• Josette Abruzzini

Happy 90th Dad!


Today would’ve been Dad’s 90th birthday. How should I mark the occasion?


For many years he shared his love and positivity with all of us – not only with his family, but with a huge circle of friends and acquaintances across the island of Newfoundland. He deserves a raised glass, except that today I’ll boil a kettle and raise a cup. You see, Dad’s way of making a cup of tea set the standard. He’s the one I think of every time I make one for myself.


First he’d boil the kettle. No, I don’t mean he’d wait until steam appeared. The water had to be in a raging boil before he’d consider turning off the stove. He’d bring the kettle and a cup to the sink and scald the inside and outside of the cup, just to warm it up. Then he’d place the Red Rose teabag inside the cup and fill it with JUST enough room for the sugar and milk that would be added… later. Each of us kids learned the exact location of that invisible line just below the rim of his teacup.


Dad would let the bag steep while all of us sat around the kitchen table eating our dinner. By the time we’d finished eating, we lingered there and waited for the fun to begin. Anyone who knew “Des” would agree that he liked to create memorable moments, especially ones that got Mom riled up.

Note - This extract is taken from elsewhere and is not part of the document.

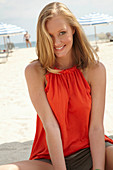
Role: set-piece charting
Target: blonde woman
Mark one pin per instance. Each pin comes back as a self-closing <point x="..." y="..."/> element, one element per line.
<point x="67" y="88"/>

He’d place his teaspoon into the cup, squeeze the bag against the inside of the cup, and remove it. With all of our eyes on him he’d catapult the bag 15 feet across the kitchen and into the sink. We watched with bated breath as Mom protested. “Des!” It was a specific speech pattern she always used, a melody consisting of three notes and dripping with exasperation. Did she think he was setting a bad example? Was she afraid he’d miss the sink? All these years later, it seems like a comedy routine.


We’d all watch the bag fly across the room. Once the bag made it into the sink we’d heave a sigh of relief. It usually made it, but not always. We admired his teabag-throwing skills and he knew it!


Then he’d add a little sugar and a short pour of Carnation milk, just the way Nanny, Poppy and all his family liked to drink their cup of tea. Then he and Mom would sit back, she with a cup of coffee, and chat with us about our day.


Nowadays I drink tea every day – green tea and other herbal decafs, no milk or sugar – every cup I pour brings me back to the kitchen on Pine Avenue. Is the water hot enough? Did I pour the right amount into the cup? Did I let it steep long enough? And then I sit it down for fifteen minutes and wait for it to be the perfect sipping temperature.



Today, on Dad’s 90th birthday, I hope he’s enjoying a cup of his favorite brew with Mom, Nanny, Poppy, his sister and three brothers. And I wonder if he’s still flinging teabags just to get a rise out of Mom!